Pilliard obtient vite le poste envié de dessinateur au Jardin botanique de Lyon et peut ainsi subvenir à ses besoins. Comme beaucoup d’élèves de Bonnefond, il continue sa formation à Paris auprès de celui qui voulait « baptiser l’art grec », Victor Orsel (1795-1850), qui lui enseigne la rigueur et l’ascétisme de son idéal religieux proche des Nazaréens. Puis il succombe à l’appel de l’Italie à la fin de l’année 1837. Pendant deux années, il va arpenter la péninsule italienne en compagnie de son fidèle ami, le peintre Alphonse Girodon de Pralong (1812-1898). Il se fixe ensuite à Rome où il bénéficie des précieux conseils d’Ingres, alors directeur de la Villa Médicis. Il développe un profond attachement pour la Ville éternelle qui lui permet de nourrir sa foi ardente et son art au contact des oeuvres des maîtres anciens comme Raphaël et Michel- Ange. À quatre-vingts ans, et après cinquante années passées en Italie, il revient dans sa ville natale où il décède en 1898.
Peintre académique, Pilliard a exécuté des portraits et des scènes de genre, mais il est surtout réputé pour ses sujets religieux. Naissance de Benjamin et mort de Rachel (Genèse 35. 16-29), daté de 1841, est son second envoi au Salon de Paris en provenance de Rome. Dans cette scène de déploration, Rachel, qui vient de mourir en mettant au monde son enfant est étendue sur une peau de brebis.

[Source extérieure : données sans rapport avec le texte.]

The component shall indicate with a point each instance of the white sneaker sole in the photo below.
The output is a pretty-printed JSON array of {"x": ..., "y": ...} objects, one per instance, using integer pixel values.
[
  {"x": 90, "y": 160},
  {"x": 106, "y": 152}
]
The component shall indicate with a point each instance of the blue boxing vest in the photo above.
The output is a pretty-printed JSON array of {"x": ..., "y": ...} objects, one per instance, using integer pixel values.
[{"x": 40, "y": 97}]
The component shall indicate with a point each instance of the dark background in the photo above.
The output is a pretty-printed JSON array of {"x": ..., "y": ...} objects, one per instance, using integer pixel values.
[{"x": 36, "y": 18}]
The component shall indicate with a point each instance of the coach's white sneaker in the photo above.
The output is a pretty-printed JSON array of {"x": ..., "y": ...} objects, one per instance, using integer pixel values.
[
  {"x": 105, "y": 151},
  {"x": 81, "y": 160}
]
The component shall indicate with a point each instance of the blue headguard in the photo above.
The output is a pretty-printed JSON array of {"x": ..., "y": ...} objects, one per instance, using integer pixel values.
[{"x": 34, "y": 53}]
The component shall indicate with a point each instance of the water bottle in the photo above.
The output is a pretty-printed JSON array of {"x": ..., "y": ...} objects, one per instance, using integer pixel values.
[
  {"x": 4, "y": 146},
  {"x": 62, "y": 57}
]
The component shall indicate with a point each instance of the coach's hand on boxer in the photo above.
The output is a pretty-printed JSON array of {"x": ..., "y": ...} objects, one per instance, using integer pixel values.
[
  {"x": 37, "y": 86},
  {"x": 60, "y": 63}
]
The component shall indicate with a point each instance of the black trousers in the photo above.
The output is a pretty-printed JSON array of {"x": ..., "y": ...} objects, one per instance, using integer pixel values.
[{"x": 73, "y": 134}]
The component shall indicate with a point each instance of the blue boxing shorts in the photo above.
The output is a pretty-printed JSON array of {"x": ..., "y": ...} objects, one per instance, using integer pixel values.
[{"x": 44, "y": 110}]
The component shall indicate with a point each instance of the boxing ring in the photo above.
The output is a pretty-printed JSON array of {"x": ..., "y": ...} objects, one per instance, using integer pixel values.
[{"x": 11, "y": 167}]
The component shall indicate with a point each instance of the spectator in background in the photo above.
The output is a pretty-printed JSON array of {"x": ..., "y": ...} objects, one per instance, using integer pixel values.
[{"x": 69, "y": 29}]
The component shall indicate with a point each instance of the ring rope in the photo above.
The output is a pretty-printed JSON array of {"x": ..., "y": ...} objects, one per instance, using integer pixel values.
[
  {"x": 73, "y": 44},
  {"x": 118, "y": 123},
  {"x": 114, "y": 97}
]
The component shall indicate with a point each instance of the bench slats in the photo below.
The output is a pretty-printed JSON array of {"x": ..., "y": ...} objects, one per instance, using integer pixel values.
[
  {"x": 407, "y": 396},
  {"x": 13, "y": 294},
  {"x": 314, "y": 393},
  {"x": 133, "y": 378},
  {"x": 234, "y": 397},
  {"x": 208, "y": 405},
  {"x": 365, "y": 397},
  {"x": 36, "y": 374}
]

Des femmes s’occupent de son nouveau-né tout en pleurant la jeune femme. À droite, Jacob, son époux, le visage dans l’ombre, serre dans ses bras leur premier fils Joseph. Plusieurs auteurs (A. Chevalier, 1995 ; S. Guégan, 2003) ont détaillé par ailleurs les nombreux emprunts à Poussin et l’influence d’Ingres dans cette oeuvre, notamment pour la mise en scène et les attitudes des personnages. Alors que la profusion d’étoffes renvoie aux oeuvres des maîtres de la Renaissance, la palette décline une subtile gamme de coloris associant des nuances de teintes chaudes et froides.
En 1845, Charles Baudelaire écrit que : « Pilliard est évidemment un artiste érudit ; il vise à imiter les anciens maîtres et leurs sérieuses allures – ses tableaux de chaque année se valent – c’est toujours le même mérite, froid, consciencieux et tenace[1]. »
Jacques Pilliard, qui n’a pas eu de contact avec la communauté artistique de Grenoble (si ce n’est peut-être en Italie), est représenté par trois peintures et un dessin dans les collections du musée. Ces acquisitions, réalisées du vivant de l’artiste et juste après sa mort, témoignent non seulement de sa réputation, mais aussi de l’intérêt porté alors aux figures artistiques nées en Isère.


[1] Charles Baudelaire, Curiosités esthétiques, Paris, Michel Lévy, 1868, p. 32.